Chyba coś przeoczyłam. Może mi pomożecie wyjaśnić. Richard zabija w walce brata Maud. Maud po dojściu do władzy syna nie mści się na Richardzie. Czy coś przegapiłam?
Ja z tym też miałam problem.
W 1 odcinku jest mowa o tym, że Maud tworzy przymierze razem z Richardem i Alieną. Gdy koronowany został Stephen, jedynym wyjściem było podporządkować się i służyć nowej władzy, bo Aliena obiecała ojcu, że odzyska tytuł, który postępem im odebrano. I najlepszym wyjściem było robić za sprzymierzeńców, uknuć intrygę by przez zasługi, tutaj na polu chwały, odzyskać tytuł nadany ojcu. Maud musiała uciec by w odpowiednim czasie przypuścić atak i by swojego syna umieścić na tronie.

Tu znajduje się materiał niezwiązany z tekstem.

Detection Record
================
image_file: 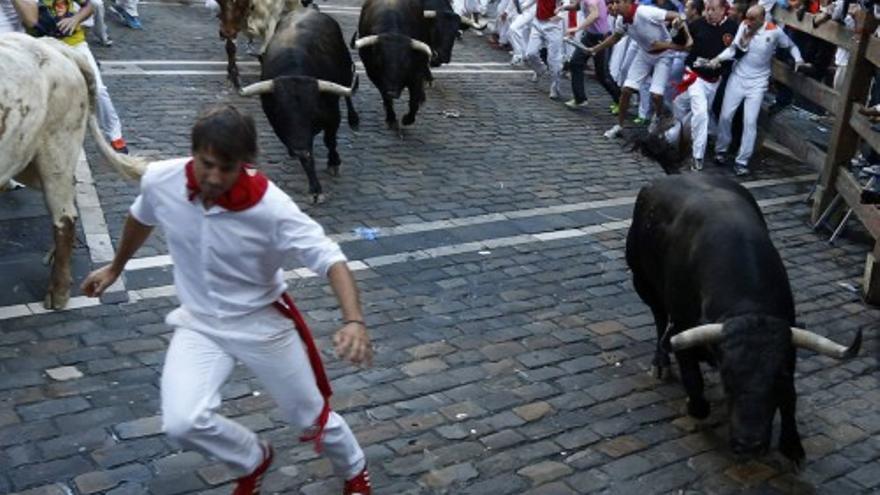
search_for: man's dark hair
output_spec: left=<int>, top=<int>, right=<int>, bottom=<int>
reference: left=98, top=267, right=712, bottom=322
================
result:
left=192, top=105, right=257, bottom=163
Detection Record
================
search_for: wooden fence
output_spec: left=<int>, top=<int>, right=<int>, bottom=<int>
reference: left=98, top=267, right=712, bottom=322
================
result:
left=765, top=7, right=880, bottom=304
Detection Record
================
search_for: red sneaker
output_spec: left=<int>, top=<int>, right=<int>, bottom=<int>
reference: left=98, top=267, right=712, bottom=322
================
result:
left=342, top=466, right=373, bottom=495
left=110, top=138, right=128, bottom=155
left=232, top=442, right=275, bottom=495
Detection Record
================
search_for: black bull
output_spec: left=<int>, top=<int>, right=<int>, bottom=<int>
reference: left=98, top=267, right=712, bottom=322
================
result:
left=241, top=8, right=358, bottom=203
left=423, top=0, right=486, bottom=67
left=626, top=175, right=861, bottom=464
left=352, top=0, right=433, bottom=127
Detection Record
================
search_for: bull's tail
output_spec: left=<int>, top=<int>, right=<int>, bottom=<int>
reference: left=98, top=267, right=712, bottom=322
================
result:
left=345, top=71, right=361, bottom=131
left=89, top=116, right=147, bottom=180
left=64, top=41, right=147, bottom=179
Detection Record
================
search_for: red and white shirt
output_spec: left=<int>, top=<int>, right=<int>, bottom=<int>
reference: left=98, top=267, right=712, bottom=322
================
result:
left=129, top=158, right=346, bottom=318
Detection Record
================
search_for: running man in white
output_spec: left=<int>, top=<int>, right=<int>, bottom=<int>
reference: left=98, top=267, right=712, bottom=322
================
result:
left=667, top=0, right=737, bottom=171
left=590, top=0, right=684, bottom=138
left=82, top=105, right=372, bottom=495
left=708, top=5, right=809, bottom=175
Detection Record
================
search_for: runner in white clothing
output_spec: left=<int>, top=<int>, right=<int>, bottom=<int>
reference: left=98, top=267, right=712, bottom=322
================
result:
left=82, top=105, right=372, bottom=495
left=708, top=5, right=809, bottom=175
left=590, top=0, right=686, bottom=138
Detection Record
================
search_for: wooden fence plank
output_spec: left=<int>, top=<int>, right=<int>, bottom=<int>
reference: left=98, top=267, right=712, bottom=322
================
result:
left=849, top=104, right=880, bottom=153
left=835, top=169, right=880, bottom=239
left=865, top=36, right=880, bottom=67
left=773, top=60, right=840, bottom=115
left=773, top=6, right=853, bottom=50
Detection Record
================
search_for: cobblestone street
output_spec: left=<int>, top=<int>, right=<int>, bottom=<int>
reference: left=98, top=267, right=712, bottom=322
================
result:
left=0, top=0, right=880, bottom=495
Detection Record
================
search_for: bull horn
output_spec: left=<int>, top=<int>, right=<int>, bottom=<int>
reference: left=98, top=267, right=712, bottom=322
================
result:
left=354, top=34, right=379, bottom=49
left=791, top=327, right=862, bottom=359
left=461, top=17, right=488, bottom=31
left=318, top=79, right=354, bottom=97
left=238, top=79, right=275, bottom=96
left=669, top=323, right=724, bottom=351
left=409, top=40, right=434, bottom=58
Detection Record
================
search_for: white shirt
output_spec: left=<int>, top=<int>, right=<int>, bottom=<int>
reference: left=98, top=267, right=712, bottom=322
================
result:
left=618, top=5, right=672, bottom=53
left=0, top=0, right=24, bottom=34
left=129, top=158, right=346, bottom=318
left=717, top=22, right=804, bottom=82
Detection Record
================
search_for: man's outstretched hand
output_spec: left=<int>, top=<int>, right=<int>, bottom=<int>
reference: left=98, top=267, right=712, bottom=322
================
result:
left=333, top=322, right=373, bottom=366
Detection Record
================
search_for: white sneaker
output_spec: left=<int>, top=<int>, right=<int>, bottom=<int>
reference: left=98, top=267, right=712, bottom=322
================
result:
left=604, top=124, right=623, bottom=139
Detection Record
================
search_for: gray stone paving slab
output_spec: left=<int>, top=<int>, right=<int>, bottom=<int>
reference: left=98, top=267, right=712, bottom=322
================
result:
left=0, top=1, right=880, bottom=495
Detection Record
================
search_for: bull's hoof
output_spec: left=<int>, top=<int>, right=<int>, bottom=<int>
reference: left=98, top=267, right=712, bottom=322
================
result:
left=779, top=439, right=807, bottom=472
left=688, top=399, right=712, bottom=419
left=651, top=365, right=672, bottom=382
left=43, top=290, right=70, bottom=309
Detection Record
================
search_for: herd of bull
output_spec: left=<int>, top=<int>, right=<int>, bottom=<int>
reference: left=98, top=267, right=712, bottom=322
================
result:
left=0, top=0, right=862, bottom=476
left=219, top=0, right=485, bottom=203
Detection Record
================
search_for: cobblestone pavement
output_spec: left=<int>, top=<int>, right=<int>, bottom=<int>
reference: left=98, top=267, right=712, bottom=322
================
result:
left=0, top=2, right=880, bottom=495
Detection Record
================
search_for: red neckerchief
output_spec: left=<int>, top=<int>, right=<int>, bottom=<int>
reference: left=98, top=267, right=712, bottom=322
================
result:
left=623, top=3, right=639, bottom=24
left=186, top=160, right=269, bottom=211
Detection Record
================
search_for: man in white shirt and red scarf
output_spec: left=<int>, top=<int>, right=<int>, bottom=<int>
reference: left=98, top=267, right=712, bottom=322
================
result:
left=525, top=0, right=563, bottom=100
left=82, top=105, right=372, bottom=495
left=709, top=5, right=809, bottom=175
left=590, top=0, right=684, bottom=138
left=667, top=0, right=737, bottom=171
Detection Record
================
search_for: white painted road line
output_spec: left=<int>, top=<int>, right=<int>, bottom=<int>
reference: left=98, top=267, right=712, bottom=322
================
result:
left=0, top=194, right=804, bottom=321
left=125, top=174, right=816, bottom=271
left=101, top=70, right=532, bottom=76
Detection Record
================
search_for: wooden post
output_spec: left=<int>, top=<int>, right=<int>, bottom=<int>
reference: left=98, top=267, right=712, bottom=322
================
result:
left=812, top=11, right=877, bottom=222
left=862, top=242, right=880, bottom=306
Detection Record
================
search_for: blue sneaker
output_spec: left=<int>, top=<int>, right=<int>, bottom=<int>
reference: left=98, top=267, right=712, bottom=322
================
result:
left=111, top=3, right=144, bottom=29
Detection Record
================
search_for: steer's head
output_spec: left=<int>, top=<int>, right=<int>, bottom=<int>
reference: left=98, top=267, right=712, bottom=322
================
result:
left=354, top=34, right=433, bottom=99
left=424, top=10, right=486, bottom=67
left=239, top=76, right=358, bottom=154
left=670, top=315, right=862, bottom=462
left=217, top=0, right=253, bottom=40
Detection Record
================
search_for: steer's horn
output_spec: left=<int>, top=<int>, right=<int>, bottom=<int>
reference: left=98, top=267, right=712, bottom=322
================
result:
left=354, top=34, right=379, bottom=48
left=409, top=40, right=434, bottom=58
left=461, top=17, right=488, bottom=31
left=791, top=327, right=862, bottom=359
left=318, top=79, right=354, bottom=97
left=238, top=79, right=275, bottom=96
left=669, top=323, right=723, bottom=351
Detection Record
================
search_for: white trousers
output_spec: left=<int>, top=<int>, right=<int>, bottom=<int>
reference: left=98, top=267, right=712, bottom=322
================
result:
left=715, top=75, right=767, bottom=167
left=608, top=36, right=635, bottom=86
left=161, top=306, right=365, bottom=479
left=507, top=7, right=535, bottom=60
left=526, top=18, right=562, bottom=83
left=82, top=0, right=108, bottom=41
left=72, top=42, right=122, bottom=141
left=116, top=0, right=139, bottom=17
left=672, top=77, right=720, bottom=160
left=623, top=47, right=672, bottom=96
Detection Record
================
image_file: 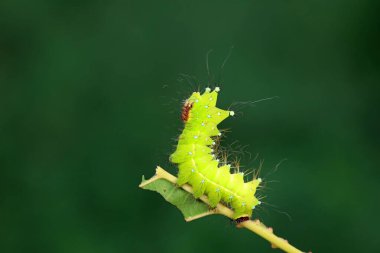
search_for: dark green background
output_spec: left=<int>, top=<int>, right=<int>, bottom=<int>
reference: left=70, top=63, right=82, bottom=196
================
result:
left=0, top=0, right=380, bottom=253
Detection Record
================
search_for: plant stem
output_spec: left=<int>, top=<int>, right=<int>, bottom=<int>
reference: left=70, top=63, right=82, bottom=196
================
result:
left=150, top=166, right=308, bottom=253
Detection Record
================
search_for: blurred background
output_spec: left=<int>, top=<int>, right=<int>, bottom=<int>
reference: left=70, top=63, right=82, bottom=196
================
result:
left=0, top=0, right=380, bottom=253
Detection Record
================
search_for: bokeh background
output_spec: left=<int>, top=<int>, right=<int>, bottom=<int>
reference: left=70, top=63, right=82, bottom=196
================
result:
left=0, top=0, right=380, bottom=253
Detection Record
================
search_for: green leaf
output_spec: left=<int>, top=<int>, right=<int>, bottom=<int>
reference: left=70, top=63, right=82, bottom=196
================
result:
left=140, top=176, right=213, bottom=221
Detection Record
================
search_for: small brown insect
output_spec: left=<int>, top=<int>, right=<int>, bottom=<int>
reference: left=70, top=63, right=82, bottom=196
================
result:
left=181, top=101, right=193, bottom=122
left=235, top=216, right=249, bottom=224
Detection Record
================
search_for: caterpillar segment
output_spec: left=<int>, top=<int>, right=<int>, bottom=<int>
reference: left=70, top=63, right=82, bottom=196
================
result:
left=170, top=87, right=261, bottom=219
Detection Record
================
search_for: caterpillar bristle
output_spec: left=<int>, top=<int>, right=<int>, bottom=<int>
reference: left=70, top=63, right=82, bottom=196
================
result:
left=170, top=87, right=261, bottom=218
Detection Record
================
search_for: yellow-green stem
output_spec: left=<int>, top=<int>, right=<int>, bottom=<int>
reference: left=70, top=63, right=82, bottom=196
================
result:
left=140, top=166, right=302, bottom=253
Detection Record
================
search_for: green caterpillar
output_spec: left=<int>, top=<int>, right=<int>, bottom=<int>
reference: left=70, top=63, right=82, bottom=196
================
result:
left=170, top=87, right=261, bottom=219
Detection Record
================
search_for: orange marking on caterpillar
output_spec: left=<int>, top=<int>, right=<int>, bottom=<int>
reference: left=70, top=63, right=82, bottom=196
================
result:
left=181, top=101, right=193, bottom=122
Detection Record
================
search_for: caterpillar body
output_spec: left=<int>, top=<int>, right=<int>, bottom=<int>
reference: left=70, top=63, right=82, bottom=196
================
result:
left=170, top=87, right=261, bottom=219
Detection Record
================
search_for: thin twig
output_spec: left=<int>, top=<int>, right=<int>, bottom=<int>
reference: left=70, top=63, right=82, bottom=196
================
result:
left=140, top=166, right=302, bottom=253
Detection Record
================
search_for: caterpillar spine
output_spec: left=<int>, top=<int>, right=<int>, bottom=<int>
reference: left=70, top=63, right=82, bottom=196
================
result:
left=170, top=87, right=261, bottom=219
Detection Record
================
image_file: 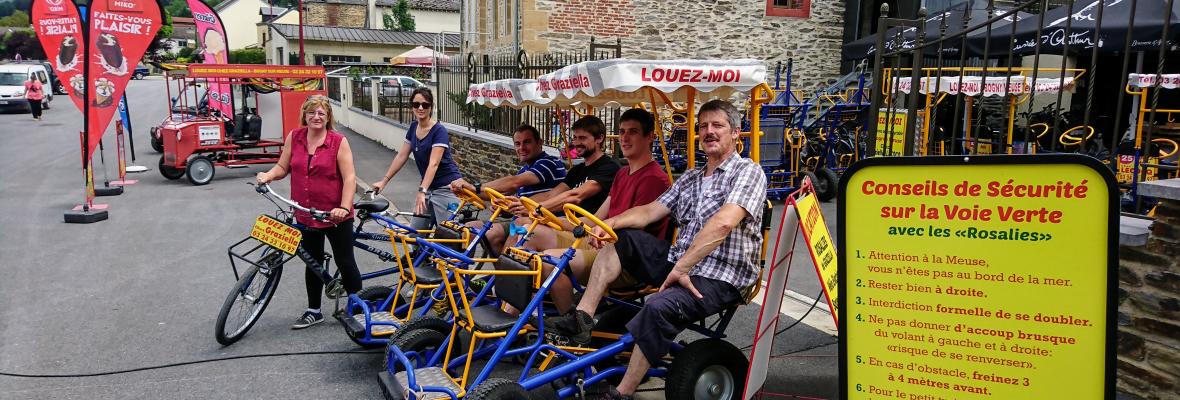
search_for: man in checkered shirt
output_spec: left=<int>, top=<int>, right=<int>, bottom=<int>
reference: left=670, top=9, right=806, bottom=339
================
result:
left=545, top=100, right=766, bottom=399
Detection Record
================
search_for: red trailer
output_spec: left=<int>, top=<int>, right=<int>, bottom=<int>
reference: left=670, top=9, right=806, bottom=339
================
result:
left=153, top=64, right=325, bottom=185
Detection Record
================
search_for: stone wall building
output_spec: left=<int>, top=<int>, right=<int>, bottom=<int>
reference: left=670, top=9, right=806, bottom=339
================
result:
left=463, top=0, right=845, bottom=87
left=1117, top=179, right=1180, bottom=400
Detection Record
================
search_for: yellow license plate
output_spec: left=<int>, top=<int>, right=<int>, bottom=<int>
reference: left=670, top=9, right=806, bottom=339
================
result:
left=250, top=215, right=303, bottom=254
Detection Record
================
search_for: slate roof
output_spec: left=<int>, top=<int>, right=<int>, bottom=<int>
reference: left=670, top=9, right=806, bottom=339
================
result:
left=376, top=0, right=460, bottom=13
left=270, top=24, right=459, bottom=47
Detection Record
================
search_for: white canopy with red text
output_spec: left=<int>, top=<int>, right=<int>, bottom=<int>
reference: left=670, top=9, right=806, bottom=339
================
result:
left=389, top=46, right=451, bottom=66
left=537, top=59, right=766, bottom=104
left=1127, top=73, right=1180, bottom=88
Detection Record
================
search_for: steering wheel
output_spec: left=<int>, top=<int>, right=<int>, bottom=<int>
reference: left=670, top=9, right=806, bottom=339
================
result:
left=564, top=203, right=618, bottom=242
left=455, top=188, right=487, bottom=210
left=1057, top=125, right=1094, bottom=146
left=1029, top=123, right=1049, bottom=139
left=483, top=186, right=512, bottom=212
left=520, top=197, right=565, bottom=230
left=1152, top=138, right=1180, bottom=158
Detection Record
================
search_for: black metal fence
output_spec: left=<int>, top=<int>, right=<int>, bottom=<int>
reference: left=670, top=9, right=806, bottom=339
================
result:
left=868, top=0, right=1180, bottom=213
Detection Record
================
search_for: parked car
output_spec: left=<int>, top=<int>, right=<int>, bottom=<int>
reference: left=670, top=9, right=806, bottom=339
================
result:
left=0, top=63, right=53, bottom=112
left=5, top=60, right=67, bottom=94
left=131, top=64, right=151, bottom=79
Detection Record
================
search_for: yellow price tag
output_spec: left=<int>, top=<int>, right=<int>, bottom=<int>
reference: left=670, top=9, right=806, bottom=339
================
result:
left=250, top=215, right=303, bottom=254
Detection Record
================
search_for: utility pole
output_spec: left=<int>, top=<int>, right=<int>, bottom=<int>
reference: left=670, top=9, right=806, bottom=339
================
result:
left=299, top=0, right=304, bottom=65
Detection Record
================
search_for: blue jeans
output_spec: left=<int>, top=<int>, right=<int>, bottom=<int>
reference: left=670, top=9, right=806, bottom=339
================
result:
left=409, top=186, right=459, bottom=230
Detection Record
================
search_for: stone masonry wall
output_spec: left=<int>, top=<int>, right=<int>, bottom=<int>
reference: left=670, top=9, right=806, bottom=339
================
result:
left=1117, top=201, right=1180, bottom=400
left=522, top=0, right=845, bottom=90
left=451, top=131, right=520, bottom=182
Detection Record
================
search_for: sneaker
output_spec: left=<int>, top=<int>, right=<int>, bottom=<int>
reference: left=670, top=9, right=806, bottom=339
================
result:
left=545, top=309, right=594, bottom=346
left=291, top=312, right=323, bottom=329
left=325, top=278, right=348, bottom=300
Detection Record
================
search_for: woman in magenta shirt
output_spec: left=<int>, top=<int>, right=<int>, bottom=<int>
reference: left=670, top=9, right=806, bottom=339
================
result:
left=257, top=96, right=361, bottom=329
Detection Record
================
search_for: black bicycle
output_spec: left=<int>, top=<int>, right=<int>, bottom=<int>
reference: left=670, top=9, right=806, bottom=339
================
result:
left=216, top=184, right=417, bottom=346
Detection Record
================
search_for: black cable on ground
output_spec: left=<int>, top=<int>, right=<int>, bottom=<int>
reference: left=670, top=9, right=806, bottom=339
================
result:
left=0, top=350, right=381, bottom=378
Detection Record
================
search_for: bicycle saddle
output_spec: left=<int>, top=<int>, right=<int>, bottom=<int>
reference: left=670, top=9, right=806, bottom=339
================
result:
left=353, top=198, right=389, bottom=212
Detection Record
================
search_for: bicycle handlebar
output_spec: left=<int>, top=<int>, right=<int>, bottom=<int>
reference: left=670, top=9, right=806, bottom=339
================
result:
left=250, top=183, right=328, bottom=222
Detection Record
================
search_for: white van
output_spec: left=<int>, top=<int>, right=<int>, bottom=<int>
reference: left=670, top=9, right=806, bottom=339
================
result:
left=0, top=64, right=53, bottom=112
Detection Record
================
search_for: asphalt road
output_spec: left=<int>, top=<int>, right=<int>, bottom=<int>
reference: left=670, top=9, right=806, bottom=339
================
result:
left=0, top=78, right=837, bottom=399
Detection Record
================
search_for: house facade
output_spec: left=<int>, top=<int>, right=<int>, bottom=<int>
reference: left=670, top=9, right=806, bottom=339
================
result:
left=214, top=0, right=285, bottom=50
left=263, top=21, right=459, bottom=65
left=303, top=0, right=459, bottom=33
left=463, top=0, right=845, bottom=87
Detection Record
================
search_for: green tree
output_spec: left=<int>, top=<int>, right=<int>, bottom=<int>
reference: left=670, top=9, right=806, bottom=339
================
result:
left=0, top=9, right=28, bottom=27
left=381, top=0, right=417, bottom=32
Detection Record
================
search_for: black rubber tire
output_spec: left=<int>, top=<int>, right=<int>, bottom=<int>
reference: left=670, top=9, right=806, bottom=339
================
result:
left=148, top=126, right=164, bottom=152
left=389, top=315, right=454, bottom=340
left=812, top=168, right=840, bottom=202
left=466, top=378, right=529, bottom=400
left=664, top=339, right=749, bottom=400
left=158, top=156, right=184, bottom=181
left=381, top=329, right=447, bottom=374
left=214, top=258, right=283, bottom=346
left=345, top=286, right=393, bottom=348
left=184, top=155, right=217, bottom=186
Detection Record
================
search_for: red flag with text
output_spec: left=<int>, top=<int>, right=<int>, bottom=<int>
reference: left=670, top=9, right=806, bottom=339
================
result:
left=188, top=0, right=234, bottom=116
left=86, top=0, right=160, bottom=159
left=32, top=0, right=86, bottom=111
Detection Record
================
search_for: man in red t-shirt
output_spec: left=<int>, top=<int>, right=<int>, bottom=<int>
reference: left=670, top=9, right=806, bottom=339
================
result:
left=525, top=109, right=671, bottom=313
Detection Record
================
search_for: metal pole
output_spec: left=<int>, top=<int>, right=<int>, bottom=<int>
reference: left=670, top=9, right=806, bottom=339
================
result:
left=80, top=0, right=93, bottom=211
left=903, top=7, right=930, bottom=156
left=297, top=0, right=307, bottom=65
left=868, top=2, right=892, bottom=157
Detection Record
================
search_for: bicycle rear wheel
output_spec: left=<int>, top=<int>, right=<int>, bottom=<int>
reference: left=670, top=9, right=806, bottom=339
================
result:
left=215, top=253, right=283, bottom=346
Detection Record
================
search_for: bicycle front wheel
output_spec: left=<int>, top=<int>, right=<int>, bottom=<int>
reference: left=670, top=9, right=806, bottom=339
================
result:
left=216, top=258, right=283, bottom=346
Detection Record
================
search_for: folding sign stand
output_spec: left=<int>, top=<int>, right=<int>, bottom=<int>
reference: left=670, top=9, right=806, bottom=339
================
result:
left=742, top=178, right=838, bottom=399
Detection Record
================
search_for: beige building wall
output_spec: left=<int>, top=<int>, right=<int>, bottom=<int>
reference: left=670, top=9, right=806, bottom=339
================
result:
left=217, top=0, right=267, bottom=50
left=299, top=40, right=414, bottom=64
left=303, top=2, right=368, bottom=28
left=398, top=8, right=459, bottom=32
left=255, top=12, right=299, bottom=57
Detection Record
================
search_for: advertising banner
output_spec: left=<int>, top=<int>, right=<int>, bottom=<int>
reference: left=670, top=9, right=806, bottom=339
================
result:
left=791, top=194, right=840, bottom=324
left=188, top=0, right=234, bottom=116
left=189, top=64, right=325, bottom=79
left=892, top=76, right=1074, bottom=97
left=838, top=155, right=1119, bottom=400
left=83, top=0, right=160, bottom=158
left=877, top=109, right=907, bottom=157
left=32, top=0, right=86, bottom=111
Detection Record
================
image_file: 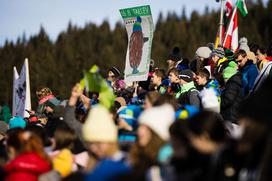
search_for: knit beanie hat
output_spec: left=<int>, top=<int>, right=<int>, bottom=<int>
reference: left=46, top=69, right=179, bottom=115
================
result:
left=239, top=37, right=250, bottom=52
left=82, top=105, right=118, bottom=142
left=225, top=49, right=234, bottom=62
left=168, top=47, right=181, bottom=62
left=179, top=69, right=194, bottom=82
left=139, top=104, right=175, bottom=141
left=199, top=88, right=220, bottom=113
left=109, top=67, right=121, bottom=77
left=9, top=116, right=26, bottom=129
left=196, top=47, right=212, bottom=58
left=211, top=47, right=225, bottom=58
left=223, top=61, right=238, bottom=79
left=52, top=149, right=74, bottom=177
left=0, top=121, right=8, bottom=135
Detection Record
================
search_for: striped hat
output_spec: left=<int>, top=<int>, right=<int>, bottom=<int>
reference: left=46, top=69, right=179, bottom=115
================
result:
left=211, top=48, right=225, bottom=58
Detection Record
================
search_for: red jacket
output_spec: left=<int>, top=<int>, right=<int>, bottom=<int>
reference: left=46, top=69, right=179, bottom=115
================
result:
left=4, top=153, right=51, bottom=181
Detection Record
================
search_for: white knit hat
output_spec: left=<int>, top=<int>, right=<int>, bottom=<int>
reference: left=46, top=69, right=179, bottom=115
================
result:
left=82, top=105, right=118, bottom=142
left=139, top=104, right=175, bottom=141
left=199, top=88, right=220, bottom=113
left=196, top=47, right=212, bottom=58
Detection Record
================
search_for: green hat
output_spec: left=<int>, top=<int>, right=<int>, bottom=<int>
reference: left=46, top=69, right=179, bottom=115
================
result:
left=223, top=61, right=238, bottom=79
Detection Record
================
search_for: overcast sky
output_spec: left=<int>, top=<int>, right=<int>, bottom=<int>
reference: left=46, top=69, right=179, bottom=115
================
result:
left=0, top=0, right=267, bottom=46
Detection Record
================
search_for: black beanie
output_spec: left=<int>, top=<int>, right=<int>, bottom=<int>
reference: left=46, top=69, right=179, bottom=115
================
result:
left=109, top=67, right=121, bottom=77
left=168, top=47, right=181, bottom=62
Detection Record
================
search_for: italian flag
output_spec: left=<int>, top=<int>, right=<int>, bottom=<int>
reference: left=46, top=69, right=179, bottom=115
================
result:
left=236, top=0, right=248, bottom=17
left=223, top=7, right=238, bottom=52
left=223, top=0, right=248, bottom=52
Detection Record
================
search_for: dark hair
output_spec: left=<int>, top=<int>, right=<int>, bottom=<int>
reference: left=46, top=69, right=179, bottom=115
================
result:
left=154, top=69, right=166, bottom=80
left=154, top=94, right=179, bottom=111
left=187, top=111, right=226, bottom=142
left=258, top=47, right=267, bottom=55
left=197, top=68, right=210, bottom=80
left=54, top=124, right=76, bottom=150
left=234, top=49, right=247, bottom=60
left=168, top=47, right=181, bottom=62
left=130, top=129, right=165, bottom=173
left=168, top=68, right=180, bottom=77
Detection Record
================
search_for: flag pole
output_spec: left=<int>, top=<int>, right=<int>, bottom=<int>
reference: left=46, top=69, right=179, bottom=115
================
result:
left=219, top=0, right=224, bottom=45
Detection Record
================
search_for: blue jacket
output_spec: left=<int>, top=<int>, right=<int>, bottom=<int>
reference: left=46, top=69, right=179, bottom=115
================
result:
left=84, top=160, right=131, bottom=181
left=241, top=60, right=259, bottom=96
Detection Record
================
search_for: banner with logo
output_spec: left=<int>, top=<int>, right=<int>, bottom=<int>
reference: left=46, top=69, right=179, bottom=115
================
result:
left=120, top=6, right=154, bottom=82
left=12, top=59, right=31, bottom=117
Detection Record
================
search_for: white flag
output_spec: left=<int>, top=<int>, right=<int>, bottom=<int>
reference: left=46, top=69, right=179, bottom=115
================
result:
left=12, top=59, right=31, bottom=117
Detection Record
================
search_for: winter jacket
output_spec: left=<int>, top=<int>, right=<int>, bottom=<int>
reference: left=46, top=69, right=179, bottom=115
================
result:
left=252, top=62, right=272, bottom=92
left=214, top=57, right=229, bottom=87
left=4, top=153, right=51, bottom=181
left=64, top=106, right=84, bottom=142
left=84, top=160, right=131, bottom=181
left=241, top=60, right=259, bottom=96
left=176, top=82, right=200, bottom=108
left=220, top=73, right=243, bottom=122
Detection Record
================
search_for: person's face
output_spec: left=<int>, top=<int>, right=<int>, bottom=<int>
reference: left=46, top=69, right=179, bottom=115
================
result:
left=257, top=50, right=265, bottom=61
left=169, top=72, right=179, bottom=83
left=144, top=97, right=152, bottom=109
left=236, top=55, right=247, bottom=67
left=167, top=60, right=176, bottom=67
left=89, top=142, right=111, bottom=159
left=137, top=125, right=152, bottom=147
left=212, top=55, right=219, bottom=64
left=152, top=74, right=161, bottom=86
left=107, top=71, right=115, bottom=81
left=44, top=106, right=54, bottom=113
left=196, top=75, right=207, bottom=85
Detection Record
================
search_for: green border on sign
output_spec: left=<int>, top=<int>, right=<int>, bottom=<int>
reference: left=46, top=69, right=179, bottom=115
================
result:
left=119, top=5, right=151, bottom=19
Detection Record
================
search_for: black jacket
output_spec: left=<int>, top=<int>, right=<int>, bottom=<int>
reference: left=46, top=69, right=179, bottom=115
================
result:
left=221, top=73, right=243, bottom=122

Dlatego gdy jej syn podrósł na polu walki zamordował syna Stephena, a gdy ten naznaczony przekleństwem swoich zamordowanych ofiar widzi, że i jego syn nie żyje, myślę że mógł wtedy umrzeć. Może zbyt dobrze oszacowała takie postępowanie, była inteligentna, wiedziała, że w takich bitwach zawsze ponosi się straty. Nie ma o tym mowy, ale myślę, że wybaczyła Richardowi bo przecież każde z nich walczyło o odzyskanie tytułu. A wszystkie sytuacje w których brała udział Aliena i Richard pomogły tylko osłabić wroga. Rodzeństwo przyczyniło się do wyjaśnienia sytuacji na Białym Statku, może to też zaważyło.